Man kann den Himmel ja verstehen, dass er anlässlich der letzten Vorstellung des „Sommernachtstraums“ im Herrenhäuser Gartentheater weinte. Aber hätte es nicht gereicht, wenn er ein paar Tränchen verdrückt hätte? Stattdessen goß es am Sonnabend phasenweise so heftig, dass die Sprünge der Schauspieler auf der Bühne regelrechte Fontänen verursachten, dass die mit Wäschetrockner und Fön bestückten Mitarbeiter hinter der Bühne es kaum schafften, die Kostüme von Puck, Hermia und Theseus zu entfeuchten. Aber trotz dieser Widrigkeiten: Der Schlussapplaus wollte und wollte kein Ende nehmen, und das Ensemble feierte das Finale des Shakespeare-Erfolgsmusicals bis in den frühen Morgen.

Im Gartentheater Herrenhausen hat der "Sommernachtstraum" Sonnabend sein großes Finale gegeben.

Fünf Spielzeiten lang begeisterte das Stück von Heinz Rudolf Kunze und Heiner Lürig die Zuschauer in Herrenhausen, zu insgesamt 89 Vorstellungen kamen 65 000 Besucher. Besonders gut war die Auslastung in diesem Jahr, nachdem Veranstalter Hannover Concerts kundgetan hatte, dass bald Schluss mit lustig sei: Nach Auskunft von Pressesprecher Karsten Seifert waren diese 15 Vorstellungen zu 98 Prozent ausgelastet.
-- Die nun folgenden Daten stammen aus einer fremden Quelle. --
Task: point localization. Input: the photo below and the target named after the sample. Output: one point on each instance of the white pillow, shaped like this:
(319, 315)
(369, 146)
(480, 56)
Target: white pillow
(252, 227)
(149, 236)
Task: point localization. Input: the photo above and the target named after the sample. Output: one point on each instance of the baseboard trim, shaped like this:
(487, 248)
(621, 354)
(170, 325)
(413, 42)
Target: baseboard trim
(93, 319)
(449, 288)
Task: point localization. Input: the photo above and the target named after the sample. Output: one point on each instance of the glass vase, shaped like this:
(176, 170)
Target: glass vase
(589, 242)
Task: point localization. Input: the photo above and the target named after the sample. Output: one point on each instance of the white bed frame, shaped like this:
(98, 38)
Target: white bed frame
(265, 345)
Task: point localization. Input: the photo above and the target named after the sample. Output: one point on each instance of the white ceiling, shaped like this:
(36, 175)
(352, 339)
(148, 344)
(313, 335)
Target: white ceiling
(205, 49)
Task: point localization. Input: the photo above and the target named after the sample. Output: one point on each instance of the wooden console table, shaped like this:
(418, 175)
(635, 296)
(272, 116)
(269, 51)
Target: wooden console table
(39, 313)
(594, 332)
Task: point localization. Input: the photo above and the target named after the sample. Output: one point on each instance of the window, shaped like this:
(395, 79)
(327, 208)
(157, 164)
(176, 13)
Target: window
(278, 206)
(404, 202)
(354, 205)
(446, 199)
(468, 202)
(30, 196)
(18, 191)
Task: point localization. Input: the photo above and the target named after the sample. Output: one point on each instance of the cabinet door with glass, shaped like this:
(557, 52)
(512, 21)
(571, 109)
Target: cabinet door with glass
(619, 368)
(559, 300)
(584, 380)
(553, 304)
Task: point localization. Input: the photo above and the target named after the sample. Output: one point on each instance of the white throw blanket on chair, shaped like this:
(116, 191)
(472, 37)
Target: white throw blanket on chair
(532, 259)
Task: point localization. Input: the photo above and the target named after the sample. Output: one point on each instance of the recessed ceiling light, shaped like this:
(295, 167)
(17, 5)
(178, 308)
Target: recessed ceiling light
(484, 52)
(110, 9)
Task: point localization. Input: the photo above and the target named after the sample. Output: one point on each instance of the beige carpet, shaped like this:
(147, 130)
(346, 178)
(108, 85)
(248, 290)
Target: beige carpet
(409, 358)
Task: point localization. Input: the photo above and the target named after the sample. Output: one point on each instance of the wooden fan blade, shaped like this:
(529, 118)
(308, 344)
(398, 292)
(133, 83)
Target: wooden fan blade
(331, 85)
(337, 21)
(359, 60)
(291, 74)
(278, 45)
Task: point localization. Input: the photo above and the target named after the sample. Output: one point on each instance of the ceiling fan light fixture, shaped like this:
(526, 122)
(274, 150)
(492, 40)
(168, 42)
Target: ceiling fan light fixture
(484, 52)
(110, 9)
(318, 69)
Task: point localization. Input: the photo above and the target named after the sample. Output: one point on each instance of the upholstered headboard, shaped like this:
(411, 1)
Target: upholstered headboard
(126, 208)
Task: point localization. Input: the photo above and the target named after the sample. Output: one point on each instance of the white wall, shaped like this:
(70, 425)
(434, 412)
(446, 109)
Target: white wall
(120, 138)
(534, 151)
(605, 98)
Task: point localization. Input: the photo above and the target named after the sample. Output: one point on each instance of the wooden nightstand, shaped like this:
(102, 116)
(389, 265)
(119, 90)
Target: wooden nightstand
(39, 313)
Wie das häufig so ist bei der letzten Aufführung, hatten die Schauspieler ein paar kleine Überraschungen in ihre Auftritte eingebaut, die aber nur Stammgäste als Abweichungen vom normal-verrückten Gang der Dinge identifizieren konnten. Dass die Helena alias Mirja Regensburg in einer Szene mit einem Fahrrad auf der Bühne aufkreuzte oder bei anderer Gelegenheit einen gasfüllten Luftballon-Mops mit sich führte – das passte und hätte auch schon früher gepasst. Dass sich Schauspieler mitten im Spiel ihre Hände in Pfützen waschen – spricht für Improvisationstalent. „Man hat gemerkt, dass sich das Ensemble die Lust an der letzten Vorstellung nicht vermiesen lassen wollte, und dem Publikum ging’s genauso“, meinte Produktionsleiter Jürgen Hoffmann. 

Zum Schlussapplaus kamen schließlich auch all die Maskenbildner, Tontechniker und Kostümschneider auf die Bühne, die gewöhnlich nicht im Rampenlicht stehen. Auch sie wurden gebührend bejubelt, trugen sie doch einen gehörigen Teil zur fantasischen Welt des „Sommernachtstraums“ bei. Nächstes Jahr, so sagte Jürgen Hoffmann, gebe es noch keine Pläne für ein neues Gartentheater-Stück, aber ab 2016 sei alles möglich – vielleicht sogar ein Comeback von Puck.